The role of comprehensive analysis with circulating tumor DNA in advanced non-small cell lung cancer patients considered for osimertinib treatment

Abstract

Background: 𝘌𝘎𝘍𝘙 mutations are good predictive markers of efficacy of EGFR tyrosine kinase inhibitors (EGFR-TKI), but whether comprehensive genomic analysis beyond 𝘌𝘎𝘍𝘙 itself with circulating tumor DNA (ctDNA) adds further predictive or prognostic value has not been clarified.

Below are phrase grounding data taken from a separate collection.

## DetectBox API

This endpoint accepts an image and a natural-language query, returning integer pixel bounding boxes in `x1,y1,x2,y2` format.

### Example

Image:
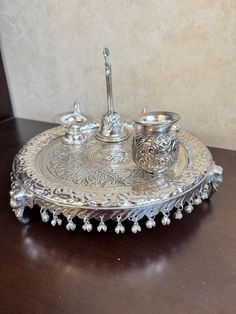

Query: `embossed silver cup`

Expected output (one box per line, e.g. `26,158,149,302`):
132,111,180,174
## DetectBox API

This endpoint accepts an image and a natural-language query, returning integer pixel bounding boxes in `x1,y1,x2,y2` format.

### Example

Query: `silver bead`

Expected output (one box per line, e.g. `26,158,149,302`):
185,204,194,213
161,214,170,226
146,217,156,229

Methods: Patients with NSCLC who progressed after treatment with EGFR-TKI, and with 𝘌𝘎𝘍𝘙 T790 M detected by an approved companion diagnostic test (cobas®), were treated with osimertinib. Plasma samples were collected before and after treatment. Retrospective comprehensive next-generation sequencing (NGS) of ctDNA was performed with Guardant360®. Correlation between relevant mutations in ctDNA prior to treatment and clinical outcomes, as well as mechanisms of acquired resistance, were analyzed.

Results: Among 147 patients tested, 57 patients received osimertinib, with an overall response rate (ORR) of 58%. NGS was successful in 54 of 55 available banked plasma samples; 𝘌𝘎𝘍𝘙 driver mutations were detected in 43 (80%) and T790 M in 32 (59%). The ORR differed significantly depending on the ratio (T790 M allele fraction [AF])/(sum of variant AF) in ctDNA (𝘱 = 0.044). The total number of alterations detected in plasma by NGS was higher in early resistance patients (𝘱 = 0.025). T790 M was lost in 32% of patients (6 out of 19) after acquired resistance to osimertinib. One patient with 𝘙𝘉1 deletion and copy number gains of 𝘌𝘎𝘍𝘙, 𝘗𝘐𝘒3𝘊𝘈, and 𝘔𝘠𝘊 in addition to T790 M, showed rapid progression due to suspected small cell transformation.

Conclusions: NGS of ctDNA could be a promising method for predicting osimertinib efficacy in patients with advanced NSCLC harboring 𝘌𝘎𝘍𝘙 T790 M.